There are coats of varnish with greater depth to them than the typical A-Team script, but while this is undeniably schlock TV aimed at the very young and the very undemanding, it remains oddly likeable and perhaps even watchable (up to a point at least). The movie’s problem is that it doesn’t want to be schlock, but hasn’t figured out a way to not be schlock while still remaining recognisable as The A-Team. The problem isn’t just that the film opens with a sequence providing unnecessary back-story for the team: the whole movie is unnecessary back-story for the team, as it concludes with them just about to commence their careers as good-hearted soldiers-of-fortune operating on US soil, at which point all the familiar A-Team plot beats will presumably start to occur and it will genuinely begin to resemble the TV show. (I mean, the movie is two hours long and the most prominent use of the theme music is diegetic. Also, they write off the A-Team van in the opening sequence. I mean, really…)

But as it is, it’s like the A-Team have accidentally wandered into a particularly downbeat Mission: Impossible movie, or possibly a Bourne, where they keep going off to Germany and getting double-crossed. You don’t expect to have to work quite so hard to follow the plot of The A-Team, to be honest, but there’s a lot of slightly baffling exposition going on here (‘I found it a little confusing and I was in it,’ Liam Neeson later commented). Plus there’s a subplot where Face doubts his own ability to put a plan together, and another one where B.A. becomes a pacifist… the writers don’t seem to have realised that to give these characters extra depth is to lose what makes them recognisable and distinctive. You do wonder about the extent to which the success of the TV show was just down to the charisma of the main four leads, the simple pleasure of watching stuff blow up, and how reassuringly predictable it all was to watch.

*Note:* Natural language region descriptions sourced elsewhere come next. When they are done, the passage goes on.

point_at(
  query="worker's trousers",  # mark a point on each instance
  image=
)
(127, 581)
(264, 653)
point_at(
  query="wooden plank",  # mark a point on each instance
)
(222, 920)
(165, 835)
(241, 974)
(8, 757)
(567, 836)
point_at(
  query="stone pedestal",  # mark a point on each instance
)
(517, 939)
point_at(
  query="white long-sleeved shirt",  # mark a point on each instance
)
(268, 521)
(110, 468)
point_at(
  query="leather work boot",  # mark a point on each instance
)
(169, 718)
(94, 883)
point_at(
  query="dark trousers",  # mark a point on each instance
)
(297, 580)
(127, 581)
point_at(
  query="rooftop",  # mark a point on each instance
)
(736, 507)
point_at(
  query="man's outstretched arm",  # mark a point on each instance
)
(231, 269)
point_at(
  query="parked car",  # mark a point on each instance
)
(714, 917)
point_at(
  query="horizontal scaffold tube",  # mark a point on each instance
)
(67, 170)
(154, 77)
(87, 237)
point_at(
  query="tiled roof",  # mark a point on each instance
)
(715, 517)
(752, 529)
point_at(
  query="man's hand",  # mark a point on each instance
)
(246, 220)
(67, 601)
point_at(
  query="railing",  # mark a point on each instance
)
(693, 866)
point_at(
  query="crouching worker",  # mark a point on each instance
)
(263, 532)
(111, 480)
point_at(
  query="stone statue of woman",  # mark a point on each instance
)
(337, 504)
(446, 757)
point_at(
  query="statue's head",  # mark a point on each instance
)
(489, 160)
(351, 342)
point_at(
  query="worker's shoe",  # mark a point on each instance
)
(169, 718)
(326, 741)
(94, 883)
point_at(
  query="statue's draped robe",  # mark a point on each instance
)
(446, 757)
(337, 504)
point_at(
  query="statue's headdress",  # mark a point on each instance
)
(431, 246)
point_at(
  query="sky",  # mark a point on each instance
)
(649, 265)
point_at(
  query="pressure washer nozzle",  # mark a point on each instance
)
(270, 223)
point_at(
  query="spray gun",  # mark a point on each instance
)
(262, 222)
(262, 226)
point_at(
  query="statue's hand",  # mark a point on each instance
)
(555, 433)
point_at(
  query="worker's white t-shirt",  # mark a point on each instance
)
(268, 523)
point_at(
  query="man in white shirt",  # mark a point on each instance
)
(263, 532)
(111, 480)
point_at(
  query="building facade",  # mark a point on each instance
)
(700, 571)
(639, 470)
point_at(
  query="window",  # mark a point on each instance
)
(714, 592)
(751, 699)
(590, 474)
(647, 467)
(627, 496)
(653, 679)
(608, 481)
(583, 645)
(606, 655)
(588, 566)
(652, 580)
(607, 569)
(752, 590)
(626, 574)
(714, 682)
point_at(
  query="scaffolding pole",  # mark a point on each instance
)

If the movie never quite feels like the A-Team TV show, an equally big problem is that it never really feels like a very good movie, either. Quite apart from the problems with the plot, the action sequences are not particularly spectacular or exciting, and the use of CGI is also quite obvious. The performances, I should say, are not bad, given the material the actors have to work with, but they are fighting a losing battle from the beginning of the film to the end.

George Peppard was long gone by the time the movie came out, and Mr T refused to take part, but the other two original cast members (Dirk Benedict and Dwight Schultz) do turn up for cameos – however, these don’t appear until the very end of the closing credits. Supposedly this was for timing reasons, but there is something very odd about this sequence – it feels grudging and uneasy, almost like a contractual obligation. The movie seems to have little interest in or affection for the original TV show, so why else would the film-makers have invited the cast back? This film was underwhelming at the time, joyless and dour where the TV series was silly but diverting. It would probably be quite difficult to make a big-screen A-Team that was both faithful to the show but also good, but the movie shows that doing one which is at least as bad as the TV series while barely resembling it and having little of its entertainment value was entirely possible.